- 65/2024
- High
Atlassian has released security updates to address several vulnerabilities across multiple Atlassian products.
The addressed vulnerabilities could allow the attacker to obtain sensitive information, trigger cross-site scripting attacks, perform denial of services attacks, or execute arbitrary code and gain access to the affected product.
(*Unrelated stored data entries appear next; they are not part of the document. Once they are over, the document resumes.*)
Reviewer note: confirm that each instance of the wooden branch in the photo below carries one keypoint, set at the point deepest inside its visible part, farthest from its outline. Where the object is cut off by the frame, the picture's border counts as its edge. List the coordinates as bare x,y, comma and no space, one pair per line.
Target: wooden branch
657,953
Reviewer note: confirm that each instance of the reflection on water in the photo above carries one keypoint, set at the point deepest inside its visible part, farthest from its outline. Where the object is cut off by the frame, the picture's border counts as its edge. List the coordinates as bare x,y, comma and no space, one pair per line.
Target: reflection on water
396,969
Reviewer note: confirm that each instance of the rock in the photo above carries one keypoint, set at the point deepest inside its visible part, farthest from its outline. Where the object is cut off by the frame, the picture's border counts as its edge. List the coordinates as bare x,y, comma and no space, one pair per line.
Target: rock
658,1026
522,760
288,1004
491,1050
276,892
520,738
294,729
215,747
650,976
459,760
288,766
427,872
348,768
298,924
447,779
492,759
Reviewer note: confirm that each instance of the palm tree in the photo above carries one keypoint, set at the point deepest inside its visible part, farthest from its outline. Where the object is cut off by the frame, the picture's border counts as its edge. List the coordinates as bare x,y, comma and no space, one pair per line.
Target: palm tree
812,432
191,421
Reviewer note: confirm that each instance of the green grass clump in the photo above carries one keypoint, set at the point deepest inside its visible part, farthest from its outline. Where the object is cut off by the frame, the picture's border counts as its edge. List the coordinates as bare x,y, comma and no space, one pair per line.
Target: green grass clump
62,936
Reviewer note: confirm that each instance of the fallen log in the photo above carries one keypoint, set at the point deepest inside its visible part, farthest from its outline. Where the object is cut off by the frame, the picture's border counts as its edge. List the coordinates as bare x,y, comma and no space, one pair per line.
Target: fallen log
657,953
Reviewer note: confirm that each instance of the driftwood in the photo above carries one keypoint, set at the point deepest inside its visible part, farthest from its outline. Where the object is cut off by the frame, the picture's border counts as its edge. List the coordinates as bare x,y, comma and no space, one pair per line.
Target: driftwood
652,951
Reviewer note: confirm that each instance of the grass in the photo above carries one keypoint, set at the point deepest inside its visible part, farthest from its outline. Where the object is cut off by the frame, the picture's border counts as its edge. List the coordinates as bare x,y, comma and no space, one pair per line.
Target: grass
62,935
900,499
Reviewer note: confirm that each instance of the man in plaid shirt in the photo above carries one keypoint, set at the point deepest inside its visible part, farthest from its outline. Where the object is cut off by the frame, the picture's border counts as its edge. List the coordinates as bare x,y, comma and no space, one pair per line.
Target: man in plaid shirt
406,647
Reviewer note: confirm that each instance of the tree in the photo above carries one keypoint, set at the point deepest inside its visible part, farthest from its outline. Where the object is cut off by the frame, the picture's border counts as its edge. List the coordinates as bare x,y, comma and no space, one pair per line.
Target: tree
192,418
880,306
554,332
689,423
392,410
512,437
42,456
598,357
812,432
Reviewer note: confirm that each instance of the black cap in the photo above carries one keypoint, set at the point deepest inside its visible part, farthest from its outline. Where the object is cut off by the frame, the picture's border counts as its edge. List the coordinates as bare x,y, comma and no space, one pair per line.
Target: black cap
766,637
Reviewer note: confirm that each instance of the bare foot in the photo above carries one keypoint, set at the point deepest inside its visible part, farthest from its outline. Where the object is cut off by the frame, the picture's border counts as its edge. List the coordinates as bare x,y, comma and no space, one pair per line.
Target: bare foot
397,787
Sample of the addressed vulnerabilities:
1. Atlassian Confluence Data Center and Server Cross-Site Scripting Vulnerability (CVE-2024-21678):
- CVSS: 8.5
- Attack Vector: Network
- Attack Complexity: Low
- Privileges Required: Low
- User Interaction: None
- Consequences: Cross-Site Scripting
2. Atlassian Assets Discovery Injection Vulnerability (CVE-2024-21682)
- CVSS: 7.2
- Attack Vector: Network
- Attack Complexity: Low
- Privileges Required: High
- User Interaction: None
- Consequences: Gain Access
The affected products:
- Confluence Data Center and Server.
- Jira Software Data Center and Server.
- Assets Discovery.
- Jira Service Management Data Center and Server.
Vulnerabilities
- CVE-2024-21678
- CVE-2024-21682
- CVE-2023-5072
- CVE-2023-6378
- CVE-2023-46589
- CVE-2023-39410
- CVE-2023-2976
- CVE-2023-46589
- CVE-2023-2976
Mitigations
The enterprise should deploy this patch as soon as the testing phase is completed.